I looked up to see a beaming Lieutenant Hett approaching. He was all done up in his whites – he must have just returned from a shore trip – with his cap tucked under his arm so he could clap me as well.
Then he did something odd. He stopped right there in front of me, clicked his heels sharply and saluted me. ‘I officially promote you to the rank of able seaman,’ he told me, which caused a new round of cheers and applause to surge all around.
‘Don’t you mean able seacat?’ shouted someone. There was laughter.
Lieutenant Hett nodded. ‘Of course! I stand corrected. I hereby promote you to Able Seacat Simon. Ship’s ratter of the highest order! Good for you!’
Then, before I had a chance to stop him, he picked the rat up by the tail, which drew another tumultuous cheer. I felt my heart swell. I had done it. I’d really done it.
‘How about that, then?’ Lieutenant Hett said, lifting the rat high in the air, where it swung, turning a circle, grey-brown, amorphous and limp.
And very dead.
‘Farewell, Mao Tse-tung!’ he said, and launched it into the river.
I watched the rat disappear and heard the ‘plunk’ as it hit the water. A very satisfying ‘plunk’ it was too. Though I was still breathing hard and knew my jaw would ache for hours, I don’t think I could have felt happier if I’d tried.
But I didn’t spend a great deal of time on celebrations. I was too exhausted. I went back to the captain’s cabin, curled up on his bunk, and slept for some ten hours straight.
Chapter 16
The demise of the infamous and much hated rodent Mao Tse-tung brought about a marked lift in everyone’s spirits. As for me, I couldn’t have been more thrilled, particularly with my new name of Able Seacat Simon, which I delighted in hearing called out wherever I went. The next couple of weeks saw a general cheeriness even, reaching a particular high when the clever electricians managed to tune us into a programme on the radio which I was assured was a great favourite of everyone on board, being transmitted by something called the BBC.

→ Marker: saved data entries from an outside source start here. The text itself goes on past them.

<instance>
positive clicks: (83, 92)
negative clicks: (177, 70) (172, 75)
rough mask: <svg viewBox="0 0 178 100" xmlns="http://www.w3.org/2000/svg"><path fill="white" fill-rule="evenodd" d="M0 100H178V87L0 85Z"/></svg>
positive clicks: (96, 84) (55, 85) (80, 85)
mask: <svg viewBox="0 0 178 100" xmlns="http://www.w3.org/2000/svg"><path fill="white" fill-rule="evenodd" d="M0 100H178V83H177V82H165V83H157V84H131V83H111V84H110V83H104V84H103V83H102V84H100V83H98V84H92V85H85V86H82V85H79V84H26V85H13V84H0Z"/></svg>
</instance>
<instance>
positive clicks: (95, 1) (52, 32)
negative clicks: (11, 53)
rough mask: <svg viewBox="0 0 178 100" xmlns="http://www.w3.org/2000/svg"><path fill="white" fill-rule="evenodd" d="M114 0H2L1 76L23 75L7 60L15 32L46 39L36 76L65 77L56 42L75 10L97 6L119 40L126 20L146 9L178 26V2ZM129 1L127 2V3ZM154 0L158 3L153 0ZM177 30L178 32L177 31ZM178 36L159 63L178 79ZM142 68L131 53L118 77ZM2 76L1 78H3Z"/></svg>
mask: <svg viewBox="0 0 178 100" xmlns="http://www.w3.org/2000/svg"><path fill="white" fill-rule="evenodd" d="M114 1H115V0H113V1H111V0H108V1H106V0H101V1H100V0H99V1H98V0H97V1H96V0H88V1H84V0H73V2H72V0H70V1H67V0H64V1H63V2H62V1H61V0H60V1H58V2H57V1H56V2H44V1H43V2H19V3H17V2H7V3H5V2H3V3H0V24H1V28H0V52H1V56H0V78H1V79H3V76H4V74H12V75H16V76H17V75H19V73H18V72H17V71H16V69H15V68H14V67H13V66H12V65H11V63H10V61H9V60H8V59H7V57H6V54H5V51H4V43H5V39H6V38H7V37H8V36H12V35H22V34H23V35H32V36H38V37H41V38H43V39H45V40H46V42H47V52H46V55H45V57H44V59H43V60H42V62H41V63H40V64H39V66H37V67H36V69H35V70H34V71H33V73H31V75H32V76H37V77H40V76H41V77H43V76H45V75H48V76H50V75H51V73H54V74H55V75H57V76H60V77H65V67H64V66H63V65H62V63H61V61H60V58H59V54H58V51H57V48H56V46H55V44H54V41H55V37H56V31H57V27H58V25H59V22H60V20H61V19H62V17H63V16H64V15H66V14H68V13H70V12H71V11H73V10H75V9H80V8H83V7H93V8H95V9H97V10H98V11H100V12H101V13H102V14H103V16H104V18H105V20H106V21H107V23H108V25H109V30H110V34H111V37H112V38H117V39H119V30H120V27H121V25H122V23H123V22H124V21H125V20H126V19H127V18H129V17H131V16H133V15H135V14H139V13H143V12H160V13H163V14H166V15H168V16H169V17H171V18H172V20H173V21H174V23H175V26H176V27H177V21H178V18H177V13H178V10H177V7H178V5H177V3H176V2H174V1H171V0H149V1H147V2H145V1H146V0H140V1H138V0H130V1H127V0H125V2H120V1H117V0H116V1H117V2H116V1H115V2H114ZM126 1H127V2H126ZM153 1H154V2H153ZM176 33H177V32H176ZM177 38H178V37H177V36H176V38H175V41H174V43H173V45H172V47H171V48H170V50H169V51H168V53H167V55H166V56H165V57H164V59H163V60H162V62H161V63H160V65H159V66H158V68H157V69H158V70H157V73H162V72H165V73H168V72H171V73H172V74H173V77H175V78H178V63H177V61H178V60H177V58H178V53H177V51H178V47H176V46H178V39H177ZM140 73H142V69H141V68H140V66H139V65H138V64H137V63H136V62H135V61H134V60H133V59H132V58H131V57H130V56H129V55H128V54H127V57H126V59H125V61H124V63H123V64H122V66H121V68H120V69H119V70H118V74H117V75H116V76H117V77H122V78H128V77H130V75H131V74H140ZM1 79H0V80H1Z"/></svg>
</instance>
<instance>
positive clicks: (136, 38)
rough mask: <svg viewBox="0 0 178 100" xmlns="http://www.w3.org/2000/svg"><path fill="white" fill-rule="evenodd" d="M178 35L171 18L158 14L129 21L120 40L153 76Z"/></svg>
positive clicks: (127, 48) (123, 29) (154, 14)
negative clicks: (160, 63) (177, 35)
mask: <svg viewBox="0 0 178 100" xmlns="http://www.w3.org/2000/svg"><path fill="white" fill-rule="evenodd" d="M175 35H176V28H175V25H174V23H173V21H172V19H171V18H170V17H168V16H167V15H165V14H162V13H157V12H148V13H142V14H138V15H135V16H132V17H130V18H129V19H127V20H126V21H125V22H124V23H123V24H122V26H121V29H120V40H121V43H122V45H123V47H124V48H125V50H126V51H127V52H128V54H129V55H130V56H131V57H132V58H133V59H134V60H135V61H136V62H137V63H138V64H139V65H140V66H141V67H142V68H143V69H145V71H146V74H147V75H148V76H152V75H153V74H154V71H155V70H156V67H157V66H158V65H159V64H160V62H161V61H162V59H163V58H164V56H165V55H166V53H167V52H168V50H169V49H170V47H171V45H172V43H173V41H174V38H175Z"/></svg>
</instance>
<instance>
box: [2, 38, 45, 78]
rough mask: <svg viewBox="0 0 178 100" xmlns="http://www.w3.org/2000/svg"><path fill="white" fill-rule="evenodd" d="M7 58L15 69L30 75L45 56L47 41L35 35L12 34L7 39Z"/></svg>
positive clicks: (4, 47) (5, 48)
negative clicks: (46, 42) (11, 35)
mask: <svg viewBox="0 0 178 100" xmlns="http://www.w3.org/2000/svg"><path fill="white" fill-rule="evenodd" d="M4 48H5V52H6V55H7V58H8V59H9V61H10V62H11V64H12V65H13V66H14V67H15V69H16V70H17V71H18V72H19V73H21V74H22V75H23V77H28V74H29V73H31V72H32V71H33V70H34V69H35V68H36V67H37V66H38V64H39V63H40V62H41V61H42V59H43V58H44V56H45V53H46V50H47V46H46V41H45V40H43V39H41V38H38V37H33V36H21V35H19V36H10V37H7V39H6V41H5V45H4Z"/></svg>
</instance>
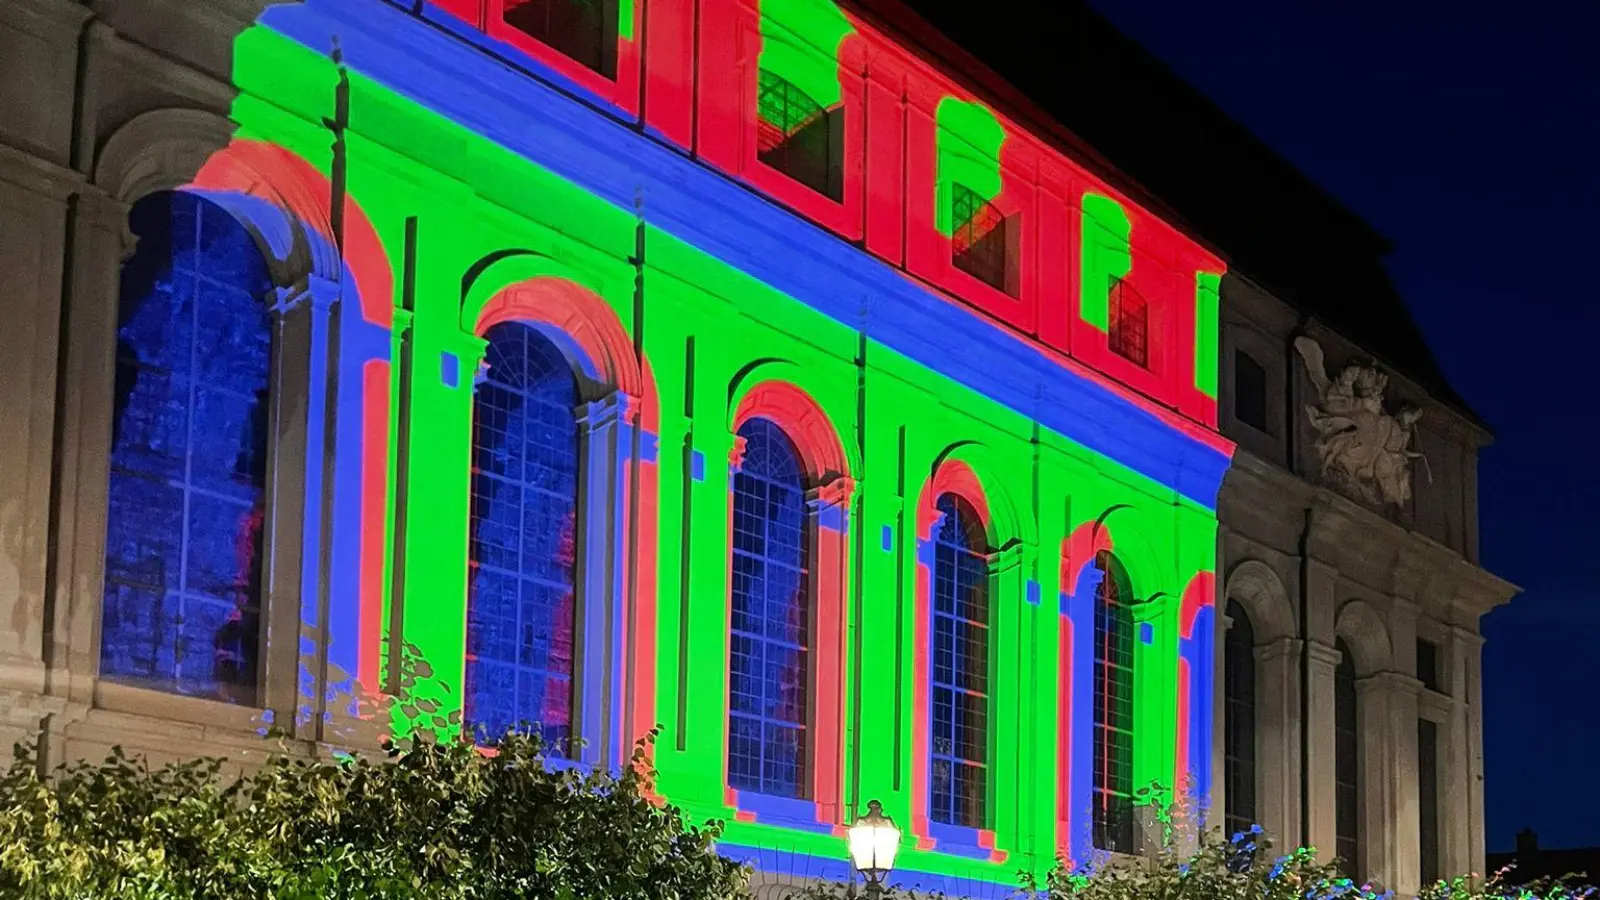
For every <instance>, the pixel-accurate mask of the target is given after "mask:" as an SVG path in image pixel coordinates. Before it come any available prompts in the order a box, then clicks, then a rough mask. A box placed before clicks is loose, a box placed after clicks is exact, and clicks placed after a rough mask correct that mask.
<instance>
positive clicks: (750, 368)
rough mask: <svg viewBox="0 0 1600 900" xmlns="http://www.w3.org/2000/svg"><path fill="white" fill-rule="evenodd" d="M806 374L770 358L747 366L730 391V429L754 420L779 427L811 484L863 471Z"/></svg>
mask: <svg viewBox="0 0 1600 900" xmlns="http://www.w3.org/2000/svg"><path fill="white" fill-rule="evenodd" d="M805 381H806V376H805V370H803V368H802V367H798V365H797V364H794V362H790V360H782V359H768V360H758V362H755V364H752V365H749V367H746V368H744V370H742V372H741V373H739V375H738V376H736V378H734V381H733V384H731V386H730V389H728V416H730V418H728V431H730V434H738V431H739V428H741V426H742V424H744V423H746V421H749V420H752V418H766V420H771V421H774V423H776V424H779V426H781V428H782V429H784V432H786V434H787V436H789V439H790V440H794V442H795V448H797V450H800V458H802V461H803V463H805V466H806V476H808V477H810V480H811V484H813V485H822V484H827V482H830V480H834V479H835V477H838V476H845V477H854V472H858V471H859V466H858V463H856V455H854V453H853V447H850V445H848V444H845V442H843V440H842V439H840V434H838V428H835V426H834V421H832V420H830V418H829V415H827V412H826V410H824V408H822V407H821V404H818V402H816V399H814V397H813V396H811V394H810V392H806V389H805V388H802V384H803V383H805Z"/></svg>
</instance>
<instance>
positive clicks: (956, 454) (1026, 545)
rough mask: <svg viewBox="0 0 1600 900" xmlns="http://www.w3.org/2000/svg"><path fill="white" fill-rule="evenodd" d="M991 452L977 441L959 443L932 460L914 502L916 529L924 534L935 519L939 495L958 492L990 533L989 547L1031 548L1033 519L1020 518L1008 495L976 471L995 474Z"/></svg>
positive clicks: (1033, 520) (963, 499)
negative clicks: (987, 472) (944, 493)
mask: <svg viewBox="0 0 1600 900" xmlns="http://www.w3.org/2000/svg"><path fill="white" fill-rule="evenodd" d="M995 471H998V466H997V464H995V461H994V458H992V453H990V450H989V447H987V445H984V444H981V442H978V440H960V442H955V444H950V445H949V447H946V448H944V450H942V452H941V453H939V455H938V458H934V461H933V471H931V474H930V476H928V480H926V482H923V488H922V496H920V498H918V501H917V530H918V535H926V533H928V528H931V525H933V522H934V520H936V519H938V511H936V504H938V501H939V495H942V493H957V495H960V496H962V498H963V500H966V501H968V503H970V504H971V506H973V509H974V511H976V512H978V516H979V517H981V519H982V522H984V527H986V530H987V532H989V544H990V546H992V548H995V549H1003V548H1006V546H1008V544H1011V543H1021V544H1024V546H1029V548H1030V546H1034V544H1035V543H1037V535H1035V532H1034V520H1032V517H1027V516H1021V514H1019V512H1018V508H1016V503H1014V501H1013V500H1011V496H1010V493H1008V492H1006V490H1005V488H1003V487H1002V485H998V484H995V480H994V479H989V480H987V482H986V480H984V477H982V476H979V472H995Z"/></svg>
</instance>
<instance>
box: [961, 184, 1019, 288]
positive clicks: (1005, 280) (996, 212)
mask: <svg viewBox="0 0 1600 900" xmlns="http://www.w3.org/2000/svg"><path fill="white" fill-rule="evenodd" d="M950 223H952V229H954V231H952V232H950V261H952V263H954V264H955V267H957V269H960V271H963V272H966V274H968V275H971V277H974V279H978V280H981V282H984V283H986V285H989V287H992V288H995V290H1003V291H1006V293H1010V291H1011V256H1010V253H1011V248H1010V245H1008V240H1006V232H1008V231H1010V223H1008V221H1006V218H1005V216H1002V215H1000V210H998V208H995V205H994V203H987V202H984V199H982V197H979V195H978V194H976V192H974V191H971V189H968V187H965V186H962V184H952V186H950Z"/></svg>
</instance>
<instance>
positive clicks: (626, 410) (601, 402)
mask: <svg viewBox="0 0 1600 900" xmlns="http://www.w3.org/2000/svg"><path fill="white" fill-rule="evenodd" d="M637 407H638V404H637V402H634V397H632V396H630V394H627V392H624V391H611V392H610V394H606V396H605V397H600V399H598V400H592V402H589V404H582V405H581V407H578V424H581V426H584V428H587V429H589V431H590V432H595V431H605V429H608V428H611V426H613V424H618V423H627V421H632V418H630V413H632V415H637Z"/></svg>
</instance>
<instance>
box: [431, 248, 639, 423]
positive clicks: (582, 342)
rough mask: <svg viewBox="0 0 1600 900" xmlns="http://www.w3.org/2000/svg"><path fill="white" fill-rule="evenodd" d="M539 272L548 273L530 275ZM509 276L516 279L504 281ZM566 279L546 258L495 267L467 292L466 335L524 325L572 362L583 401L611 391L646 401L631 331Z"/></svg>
mask: <svg viewBox="0 0 1600 900" xmlns="http://www.w3.org/2000/svg"><path fill="white" fill-rule="evenodd" d="M541 261H542V263H541ZM530 264H531V266H530ZM502 266H504V267H506V269H504V271H502V269H501V267H502ZM539 271H542V272H544V274H531V272H539ZM506 274H512V275H517V280H506V277H504V275H506ZM568 274H570V271H568V269H565V267H563V266H560V264H558V263H555V261H554V259H549V258H542V256H514V258H509V259H506V261H499V263H494V264H491V266H490V267H488V269H485V271H482V272H480V274H478V277H477V279H475V280H474V282H472V283H470V285H467V288H466V296H464V299H462V304H461V327H462V330H466V331H467V333H469V335H474V336H483V333H485V331H486V330H488V328H490V327H493V325H498V323H501V322H512V320H515V322H526V323H528V325H533V327H534V328H538V330H539V331H541V333H544V335H546V336H547V338H550V341H554V343H555V346H557V348H560V349H562V352H563V354H565V356H566V359H568V360H570V362H571V365H573V370H574V372H576V373H578V375H579V392H581V394H582V399H584V400H597V399H600V397H603V396H606V394H610V392H611V391H613V389H614V391H621V392H622V394H626V396H627V397H630V399H634V400H638V399H642V397H643V396H645V376H643V372H642V368H640V364H638V359H637V356H635V354H634V341H632V340H630V338H629V335H627V330H624V327H622V322H621V320H619V319H618V315H616V312H614V311H613V309H611V306H610V304H606V301H605V299H603V298H602V296H600V295H598V293H595V291H594V290H592V288H589V287H586V285H584V283H581V282H578V280H573V279H570V277H566V275H568ZM520 275H530V277H520Z"/></svg>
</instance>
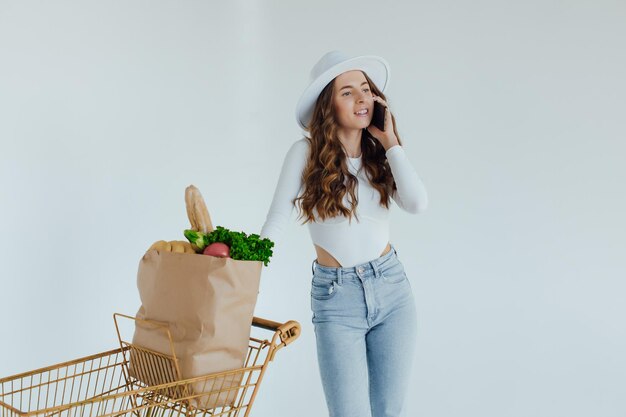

I didn’t know who or what the BBC was, but I didn’t need to. It didn’t last long, but there was laughter and chat and lots of singing, and – this did seem a miracle, especially when they said, ‘This one’s for Flight Lieutenant Fearnley!’ – it seemed much of the programme was dedicated to the crew of the Amethyst; something to cheer us up and to let everyone on board know that they hadn’t been forgotten.
Which was precious. Because there was no doubt that, for all the peaks of jollity, the troughs of exhaustion and sadness and dejection were deep.